When storage and storage are balanced, the Surface Laptop Studio is $ 500 more expensive than the M1 13-inch MacBook Pro. The Surface Laptop Studio is over $ 500 cheaper than the Intel-powered MacBook Pro, of course, but it's soon to be replaced.

Our opinion

The Surface Laptop Studio isn't perfect – its weakened quad-core processor is a problem. If you need that power more than anything, there are more powerful options out there.
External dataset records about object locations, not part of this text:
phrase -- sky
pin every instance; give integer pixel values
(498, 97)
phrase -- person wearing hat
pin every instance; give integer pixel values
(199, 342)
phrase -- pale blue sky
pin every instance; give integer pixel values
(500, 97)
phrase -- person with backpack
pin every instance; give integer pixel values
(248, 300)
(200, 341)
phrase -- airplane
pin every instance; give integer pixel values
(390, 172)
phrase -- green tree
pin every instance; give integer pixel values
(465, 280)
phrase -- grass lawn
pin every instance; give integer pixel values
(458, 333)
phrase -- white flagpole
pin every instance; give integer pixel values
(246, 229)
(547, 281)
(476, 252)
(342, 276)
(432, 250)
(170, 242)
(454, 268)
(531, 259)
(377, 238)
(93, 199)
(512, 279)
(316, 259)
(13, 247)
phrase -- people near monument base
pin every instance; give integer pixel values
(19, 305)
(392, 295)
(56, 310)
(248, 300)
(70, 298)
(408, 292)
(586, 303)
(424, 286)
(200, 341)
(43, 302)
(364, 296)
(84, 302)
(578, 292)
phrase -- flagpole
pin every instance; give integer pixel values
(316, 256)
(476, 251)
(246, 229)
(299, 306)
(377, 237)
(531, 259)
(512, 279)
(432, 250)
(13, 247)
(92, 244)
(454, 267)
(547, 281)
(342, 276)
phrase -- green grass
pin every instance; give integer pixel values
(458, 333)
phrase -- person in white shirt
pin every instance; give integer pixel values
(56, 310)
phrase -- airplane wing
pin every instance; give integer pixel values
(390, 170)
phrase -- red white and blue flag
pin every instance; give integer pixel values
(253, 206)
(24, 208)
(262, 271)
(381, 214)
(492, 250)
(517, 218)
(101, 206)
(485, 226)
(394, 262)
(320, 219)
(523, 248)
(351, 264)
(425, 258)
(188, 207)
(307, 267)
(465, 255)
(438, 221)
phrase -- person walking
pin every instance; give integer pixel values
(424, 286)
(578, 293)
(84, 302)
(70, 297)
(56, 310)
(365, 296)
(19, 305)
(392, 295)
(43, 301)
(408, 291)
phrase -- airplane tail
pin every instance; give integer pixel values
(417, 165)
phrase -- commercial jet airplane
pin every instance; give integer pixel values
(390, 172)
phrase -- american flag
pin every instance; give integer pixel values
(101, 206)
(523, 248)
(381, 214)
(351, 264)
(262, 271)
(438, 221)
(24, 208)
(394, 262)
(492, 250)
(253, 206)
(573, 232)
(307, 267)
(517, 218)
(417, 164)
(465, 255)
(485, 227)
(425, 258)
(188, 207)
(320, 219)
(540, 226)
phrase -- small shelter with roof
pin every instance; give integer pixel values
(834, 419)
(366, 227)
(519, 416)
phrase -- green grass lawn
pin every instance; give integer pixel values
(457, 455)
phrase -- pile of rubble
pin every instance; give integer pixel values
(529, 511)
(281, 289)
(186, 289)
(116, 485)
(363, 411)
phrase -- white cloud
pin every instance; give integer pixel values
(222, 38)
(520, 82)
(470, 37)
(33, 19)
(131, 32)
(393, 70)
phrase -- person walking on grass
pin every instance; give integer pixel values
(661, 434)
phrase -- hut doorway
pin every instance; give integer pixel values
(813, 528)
You need to get into the overall vision of the product for the Surface Laptop Studio to be worth the price. The various 2-in-1 modes, integration with the Surface Slim Pen 2, the haptic feedback touchpad, and the gorgeous 120Hz screen are all things that set the Surface Laptop Studio apart from any other laptop you have right now able to buy.

Are there alternatives?

The Razer Blade 14 matches (or surpasses) much of what the Surface Laptop Studio does in terms of performance, size, and premium feel. It doesn't have the pull-forward hinge or stylus support, of course, but the option for an RTX 3080 and the eight-core Ryzen 9 5900HX make it a more powerful laptop.

Much is unknown about the upcoming M1X MacBook Pro 14-inch, although it will certainly be the main competitor of the Surface Laptop Studio when it launches later this year.

The Dell XPS 15 is also a good alternative. You can't directly compare it to the Surface Laptop Studio due to its different screen, but both laptops can be configured with the RTX 3050 Ti and are similarly powerful creative laptops.

How long it will take?

The Surface Laptop Studio should last for many years – hopefully up to five or six. The processor and graphics card will no doubt feel old after a few years, but the ability to upgrade the memory up to 2TB yourself helps

Should you buy it?

Yes sir. The Surface Laptop Studio offers a unique 2-in-1 laptop that you won't get anywhere else.